Unusually Powerful Gamma-Ray Burst Linked to Neutron Star Merger
Scientists have made a groundbreaking discovery by linking an unusually powerful gamma-ray burst (GRB 211211A) to a neutron star merger. This remarkable event, which emitted an excess of infrared light, was identified as a kilonova, an occurrence that is believed to transpire when neutron stars collide.
The gamma-ray burst, labeled GRB 211211A, was detected in December 2021 by NASA’s Neil Gehrels Swift Observatory and the Fermi Gamma-ray Space Telescope. Typically, gamma-ray bursts last anywhere from a few milliseconds to several hours. However, GRB 211211A persisted for about a minute, differentiating it from the collapse of a massive star into a supernova. Its peculiar qualities, including the abundance of infrared light and its faster-fading nature, hinted at a unique phenomenon.

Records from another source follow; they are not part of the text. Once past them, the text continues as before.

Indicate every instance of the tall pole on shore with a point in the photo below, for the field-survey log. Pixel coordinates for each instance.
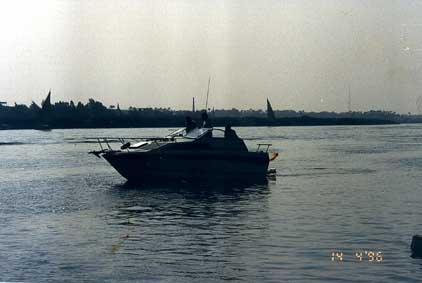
(349, 102)
(208, 92)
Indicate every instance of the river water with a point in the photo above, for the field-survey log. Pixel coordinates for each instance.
(68, 216)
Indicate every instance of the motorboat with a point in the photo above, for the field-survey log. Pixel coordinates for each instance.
(187, 154)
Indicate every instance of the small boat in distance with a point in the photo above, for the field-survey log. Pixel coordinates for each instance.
(186, 154)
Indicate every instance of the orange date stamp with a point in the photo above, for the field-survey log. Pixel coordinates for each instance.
(357, 256)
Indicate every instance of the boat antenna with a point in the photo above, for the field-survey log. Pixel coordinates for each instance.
(208, 93)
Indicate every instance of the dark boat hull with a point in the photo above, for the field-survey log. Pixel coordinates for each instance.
(139, 166)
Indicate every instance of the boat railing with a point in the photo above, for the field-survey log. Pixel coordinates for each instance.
(263, 145)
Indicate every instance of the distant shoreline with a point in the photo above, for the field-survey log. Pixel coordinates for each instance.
(216, 122)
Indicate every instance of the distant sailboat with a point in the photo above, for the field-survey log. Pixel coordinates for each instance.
(270, 112)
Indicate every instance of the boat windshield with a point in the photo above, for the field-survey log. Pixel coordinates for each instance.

In a recent study published in the journal Nature, an international team of scientists unveiled that the infrared light emitted during the burst originated from a kilonova. Kilonovae are rare events that occur during the collision of neutron stars or a neutron star and a black hole, producing heavy elements like gold and platinum. Previously, kilonovae had only been associated with gamma-ray bursts that lasted less than two seconds.

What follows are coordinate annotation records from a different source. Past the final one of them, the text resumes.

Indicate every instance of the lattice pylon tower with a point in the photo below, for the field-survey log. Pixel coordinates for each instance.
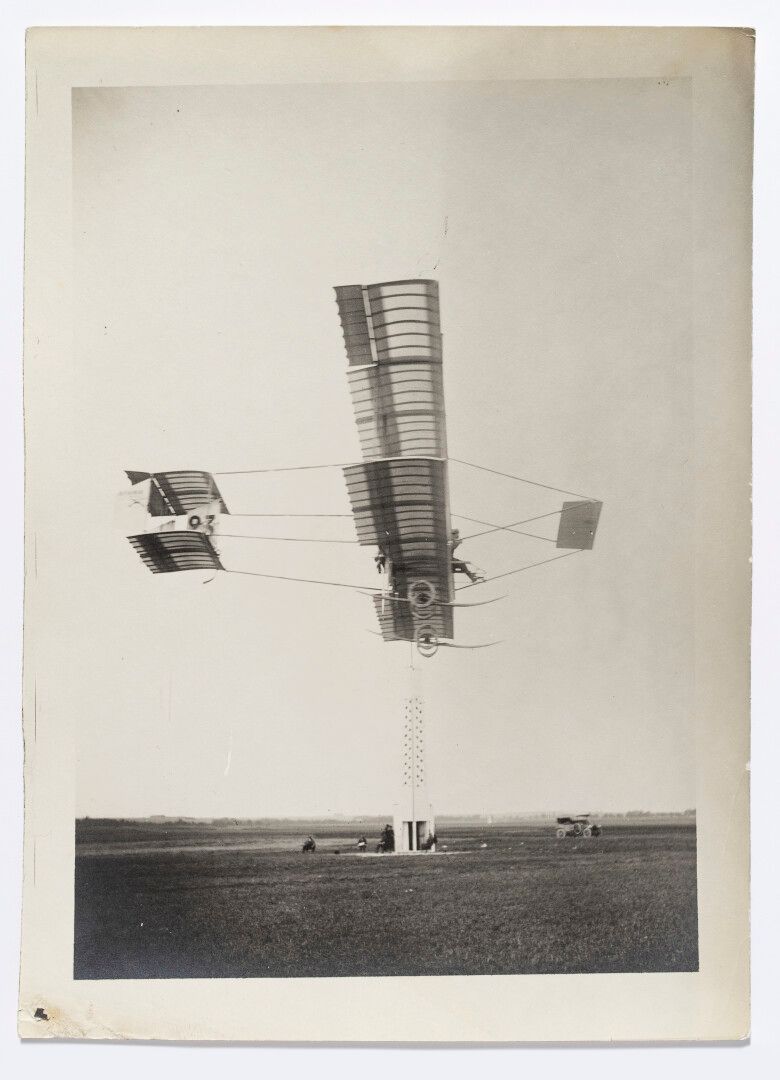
(414, 766)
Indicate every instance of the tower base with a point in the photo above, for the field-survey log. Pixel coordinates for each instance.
(414, 834)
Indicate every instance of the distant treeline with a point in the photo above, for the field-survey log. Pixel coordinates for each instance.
(377, 820)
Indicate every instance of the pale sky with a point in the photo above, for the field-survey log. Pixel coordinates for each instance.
(210, 227)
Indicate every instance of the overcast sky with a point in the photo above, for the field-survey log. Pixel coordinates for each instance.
(210, 227)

The research was led by Jillian Rastinejad from Northwestern University, with contributions from physicists from the University of Birmingham, the University of Leicester, and Radboud University. Dr. Matt Nicholl, an Associate Professor at the University of Birmingham, modeled the kilonova emission and reported that the event produced about 1,000 times the mass of the Earth in heavy elements. This finding supports the notion that kilonovae are major contributors to the production of gold in the Universe.
While it is suspected that up to 10 percent of long gamma-ray bursts are caused by the merging of neutron stars or neutron stars and black holes, no solid evidence in the form of kilonovae had been identified until now. Dr. Gavin Lamb, a post-doctoral researcher at the University of Leicester, explained that by modeling the afterglows of gamma-ray bursts, one can uncover any additional emission components like kilonovae or supernovae.
The significance of GRB 211211A lies in the fact that it is the closest kilonova to have been discovered without gravitational waves. This proximity, in a neighboring galaxy approximately 1 billion light years away, allowed scientists to study the merger’s properties in unprecedented detail. The findings have exciting implications for the upcoming gravitational wave observation run, scheduled to commence in 2023.
Furthermore, the team identified how the jet of high-energy electrons responsible for causing the gamma-ray burst changed over time. The cooling down of this jet was found to be responsible for the longer-lasting emission of GRB 211211A. The researchers believe that studying more events like this one will shed light on other enigmatic gamma-ray bursts that do not align with standard interpretations.
Dr. Benjamin Gompertz, Assistant Professor at the University of Birmingham and lead author of a related paper in Nature Astronomy, described GRB 211211A as a “remarkable” gamma-ray burst. Typically, mergers last no more than two seconds, but this particular event powered a jet for almost a full minute. While it is possible that the behavior is explained by a long-lasting neutron star, the researchers have not ruled out the possibility that what they observed was a neutron star being torn apart by a black hole. The detailed information gathered from GRB 211211A will be pivotal in determining the correct interpretation.
The study was funded by the European Research Council under the KilonovaRank project, which leverages Big Data to investigate significant cosmic events.